Federal Appeals Court Requires Insurers to Defend Patent Infringement Suit Under Standard Commercial Liability Policies
October 25, 2011
Insurance companies consistently assert that Commercial General Liability (“CGL”) insurance, routinely purchased by most businesses, provides no coverage for patent infringement lawsuits. An October 17, 2011 decision of a federal appeals court in Colorado has rejected that view, however, holding that CGL insurers may be bound at least to fund an insured company’s defense of patent litigation where the invention at issue has potential promotional uses.
In Dish Network Corp. v. Arch Specialty Ins. Co., the United States Court of Appeals for the 10th Circuit held that CGL coverage for “advertising injury” stemming from “misappropriation of advertising ideas” can extend to patent infringement claims. In Dish the insured was alleged to have infringed a patent for an automated customer service telephone system used as a means of conveying content to, and tailoring interactions with, customers. Although the insurers pointed out that the policy did not expressly promise coverage for patent litigation, the Court concluded that “advertising injury” coverage applied. The Court reasoned that the complaint alleged a potentially covered claim because the patented technology “could theoretically be used for advertising purposes,” and the complaint left open the possibility that the insured used the technology to promote its products (such as by making “up-sell offers tailored to a specific caller”). In so holding, the Court echoed the reasoning of another federal appeals court in California and an appellate court in the state of Washington, both of which affirmed coverage in similar circumstances.

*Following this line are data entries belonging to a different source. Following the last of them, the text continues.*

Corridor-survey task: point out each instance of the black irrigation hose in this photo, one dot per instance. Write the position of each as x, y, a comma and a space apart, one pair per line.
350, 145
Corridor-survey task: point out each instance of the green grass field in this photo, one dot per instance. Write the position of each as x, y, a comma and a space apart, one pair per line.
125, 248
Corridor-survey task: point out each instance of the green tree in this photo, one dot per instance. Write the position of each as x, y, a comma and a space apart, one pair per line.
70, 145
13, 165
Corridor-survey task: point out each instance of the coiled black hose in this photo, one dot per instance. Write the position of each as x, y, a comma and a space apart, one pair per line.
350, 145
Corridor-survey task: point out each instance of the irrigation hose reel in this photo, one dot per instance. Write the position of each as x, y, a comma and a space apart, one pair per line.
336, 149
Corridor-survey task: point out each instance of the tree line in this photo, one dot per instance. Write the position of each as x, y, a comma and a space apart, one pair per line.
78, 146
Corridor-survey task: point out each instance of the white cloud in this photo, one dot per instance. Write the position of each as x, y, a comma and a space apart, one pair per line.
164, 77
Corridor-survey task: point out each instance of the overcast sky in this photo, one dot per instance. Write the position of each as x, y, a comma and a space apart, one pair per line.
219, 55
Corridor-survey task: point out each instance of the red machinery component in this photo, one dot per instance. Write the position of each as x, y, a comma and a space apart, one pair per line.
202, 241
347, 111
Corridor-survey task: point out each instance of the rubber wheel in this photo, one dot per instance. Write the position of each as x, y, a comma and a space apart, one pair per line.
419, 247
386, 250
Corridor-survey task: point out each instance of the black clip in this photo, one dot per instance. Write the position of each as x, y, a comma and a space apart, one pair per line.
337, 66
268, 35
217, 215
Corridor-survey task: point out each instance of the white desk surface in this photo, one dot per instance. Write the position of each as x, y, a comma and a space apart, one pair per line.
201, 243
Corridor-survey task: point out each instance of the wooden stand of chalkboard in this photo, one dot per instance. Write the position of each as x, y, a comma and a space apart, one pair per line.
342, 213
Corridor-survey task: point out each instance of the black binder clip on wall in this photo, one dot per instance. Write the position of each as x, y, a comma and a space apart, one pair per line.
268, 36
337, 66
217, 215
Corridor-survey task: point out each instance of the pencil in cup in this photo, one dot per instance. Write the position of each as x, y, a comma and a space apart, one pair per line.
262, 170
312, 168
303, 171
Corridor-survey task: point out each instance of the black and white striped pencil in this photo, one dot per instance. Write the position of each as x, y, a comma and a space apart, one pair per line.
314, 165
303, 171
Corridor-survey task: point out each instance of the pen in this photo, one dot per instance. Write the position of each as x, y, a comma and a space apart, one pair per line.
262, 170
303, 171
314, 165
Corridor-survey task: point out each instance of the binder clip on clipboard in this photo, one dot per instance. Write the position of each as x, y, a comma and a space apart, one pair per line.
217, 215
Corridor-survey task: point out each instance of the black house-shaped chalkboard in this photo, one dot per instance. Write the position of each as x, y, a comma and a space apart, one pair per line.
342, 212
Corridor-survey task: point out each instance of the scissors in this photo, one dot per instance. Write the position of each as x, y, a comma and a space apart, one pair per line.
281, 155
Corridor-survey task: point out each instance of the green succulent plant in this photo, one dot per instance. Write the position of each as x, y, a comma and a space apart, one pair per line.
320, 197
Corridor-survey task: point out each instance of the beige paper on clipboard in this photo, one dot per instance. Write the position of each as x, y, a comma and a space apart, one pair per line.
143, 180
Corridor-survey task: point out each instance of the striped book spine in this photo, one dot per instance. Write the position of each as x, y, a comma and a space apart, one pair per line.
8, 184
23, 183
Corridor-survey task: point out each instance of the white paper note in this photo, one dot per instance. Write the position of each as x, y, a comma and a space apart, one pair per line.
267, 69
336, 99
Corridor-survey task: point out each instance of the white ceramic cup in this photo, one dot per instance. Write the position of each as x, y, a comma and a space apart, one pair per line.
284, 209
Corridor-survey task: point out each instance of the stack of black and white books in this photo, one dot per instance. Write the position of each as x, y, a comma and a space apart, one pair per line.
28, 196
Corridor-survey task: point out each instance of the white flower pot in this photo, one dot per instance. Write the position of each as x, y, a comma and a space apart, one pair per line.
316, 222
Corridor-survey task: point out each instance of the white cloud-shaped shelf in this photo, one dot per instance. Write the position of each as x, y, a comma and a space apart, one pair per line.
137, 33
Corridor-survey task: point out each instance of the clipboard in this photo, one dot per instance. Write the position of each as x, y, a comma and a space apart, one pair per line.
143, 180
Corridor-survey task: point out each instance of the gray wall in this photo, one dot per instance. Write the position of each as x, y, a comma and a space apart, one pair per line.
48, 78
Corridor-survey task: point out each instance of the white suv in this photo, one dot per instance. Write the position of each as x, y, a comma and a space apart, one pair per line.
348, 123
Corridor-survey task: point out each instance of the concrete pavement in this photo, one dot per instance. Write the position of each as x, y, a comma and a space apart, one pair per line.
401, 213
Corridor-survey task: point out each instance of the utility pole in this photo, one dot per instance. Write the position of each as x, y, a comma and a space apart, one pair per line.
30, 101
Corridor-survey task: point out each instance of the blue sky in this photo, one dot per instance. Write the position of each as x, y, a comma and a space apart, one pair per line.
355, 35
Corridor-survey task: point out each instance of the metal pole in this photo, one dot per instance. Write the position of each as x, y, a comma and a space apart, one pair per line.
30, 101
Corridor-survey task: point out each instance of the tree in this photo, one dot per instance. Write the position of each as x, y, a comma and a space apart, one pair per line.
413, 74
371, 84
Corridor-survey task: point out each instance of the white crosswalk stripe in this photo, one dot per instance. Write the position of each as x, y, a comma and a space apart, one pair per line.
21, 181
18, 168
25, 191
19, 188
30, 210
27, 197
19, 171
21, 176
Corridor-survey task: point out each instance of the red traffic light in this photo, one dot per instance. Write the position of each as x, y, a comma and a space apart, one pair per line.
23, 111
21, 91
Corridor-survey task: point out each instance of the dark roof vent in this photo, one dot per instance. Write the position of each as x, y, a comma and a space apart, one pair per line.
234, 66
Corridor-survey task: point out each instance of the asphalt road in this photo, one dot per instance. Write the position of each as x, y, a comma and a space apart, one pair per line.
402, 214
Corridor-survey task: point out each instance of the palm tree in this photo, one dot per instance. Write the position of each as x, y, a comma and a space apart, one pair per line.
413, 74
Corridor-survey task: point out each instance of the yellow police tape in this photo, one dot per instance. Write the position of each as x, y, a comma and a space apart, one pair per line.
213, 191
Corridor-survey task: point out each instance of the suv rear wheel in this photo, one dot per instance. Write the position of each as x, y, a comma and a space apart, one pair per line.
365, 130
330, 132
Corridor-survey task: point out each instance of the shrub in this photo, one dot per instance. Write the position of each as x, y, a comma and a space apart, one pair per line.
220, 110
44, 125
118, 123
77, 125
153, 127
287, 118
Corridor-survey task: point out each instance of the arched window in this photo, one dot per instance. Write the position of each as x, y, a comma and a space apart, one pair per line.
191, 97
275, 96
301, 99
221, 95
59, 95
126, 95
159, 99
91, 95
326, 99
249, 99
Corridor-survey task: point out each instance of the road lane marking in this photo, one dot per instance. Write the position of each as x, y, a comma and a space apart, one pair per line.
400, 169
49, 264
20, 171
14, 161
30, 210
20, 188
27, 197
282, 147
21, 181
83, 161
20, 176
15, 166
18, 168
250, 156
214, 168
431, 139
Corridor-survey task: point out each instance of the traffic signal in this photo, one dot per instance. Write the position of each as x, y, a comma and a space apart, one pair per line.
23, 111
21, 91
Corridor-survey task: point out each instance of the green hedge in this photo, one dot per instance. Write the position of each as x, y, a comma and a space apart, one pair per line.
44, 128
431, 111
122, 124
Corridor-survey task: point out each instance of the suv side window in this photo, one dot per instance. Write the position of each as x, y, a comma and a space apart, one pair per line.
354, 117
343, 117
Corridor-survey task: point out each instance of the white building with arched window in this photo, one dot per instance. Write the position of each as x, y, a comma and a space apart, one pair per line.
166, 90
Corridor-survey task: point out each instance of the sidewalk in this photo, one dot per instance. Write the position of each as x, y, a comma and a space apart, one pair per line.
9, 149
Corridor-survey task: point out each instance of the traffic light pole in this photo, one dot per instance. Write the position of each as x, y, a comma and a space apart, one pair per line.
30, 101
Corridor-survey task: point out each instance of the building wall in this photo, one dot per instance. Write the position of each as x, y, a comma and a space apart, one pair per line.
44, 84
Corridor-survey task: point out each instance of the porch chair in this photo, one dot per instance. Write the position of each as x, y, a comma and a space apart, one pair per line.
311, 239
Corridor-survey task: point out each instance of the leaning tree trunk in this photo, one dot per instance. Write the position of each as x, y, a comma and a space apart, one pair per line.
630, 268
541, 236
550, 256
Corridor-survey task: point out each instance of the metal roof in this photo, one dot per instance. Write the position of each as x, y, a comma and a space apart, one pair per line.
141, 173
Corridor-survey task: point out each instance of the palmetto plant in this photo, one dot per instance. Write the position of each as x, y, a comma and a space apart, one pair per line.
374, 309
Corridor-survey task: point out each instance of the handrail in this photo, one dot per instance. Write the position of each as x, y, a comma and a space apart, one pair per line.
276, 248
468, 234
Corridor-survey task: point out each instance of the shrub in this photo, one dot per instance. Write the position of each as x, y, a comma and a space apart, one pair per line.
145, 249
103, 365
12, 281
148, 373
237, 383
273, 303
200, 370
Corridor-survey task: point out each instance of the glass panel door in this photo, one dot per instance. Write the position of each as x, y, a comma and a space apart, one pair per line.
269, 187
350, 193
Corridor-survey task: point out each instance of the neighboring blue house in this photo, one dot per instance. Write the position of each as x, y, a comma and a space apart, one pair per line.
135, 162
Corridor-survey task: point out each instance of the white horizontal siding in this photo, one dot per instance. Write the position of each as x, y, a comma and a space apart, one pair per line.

The Dish Court was, however, quick to express agreement with decisions that have held CGL coverage inapplicable to patent cases in which an insured company “manufactured an infringing product and then merely advertised its misdeed.” Such conduct may constitute misappropriation of a patented product, but not of an invention that could be characterized as an idea about how to advertise products. Under Dish, the key to defense coverage lies in whether the complaint (i) alleges misappropriation of a patented product with a potential promotional use, and (ii) does not rule out the possibility that the insured used the product for promotional purposes. Coverage for liability likely would hinge on whether the liability is founded on actual misappropriation and use of a patented advertising idea.
In light of Dish, and given the high cost of defending patent infringement claims, whenever the patent at issue has a potential promotional application, close analysis of whether the underlying suit could be construed to allege “misappropriation of advertising ideas” is likely to be a worthwhile effort.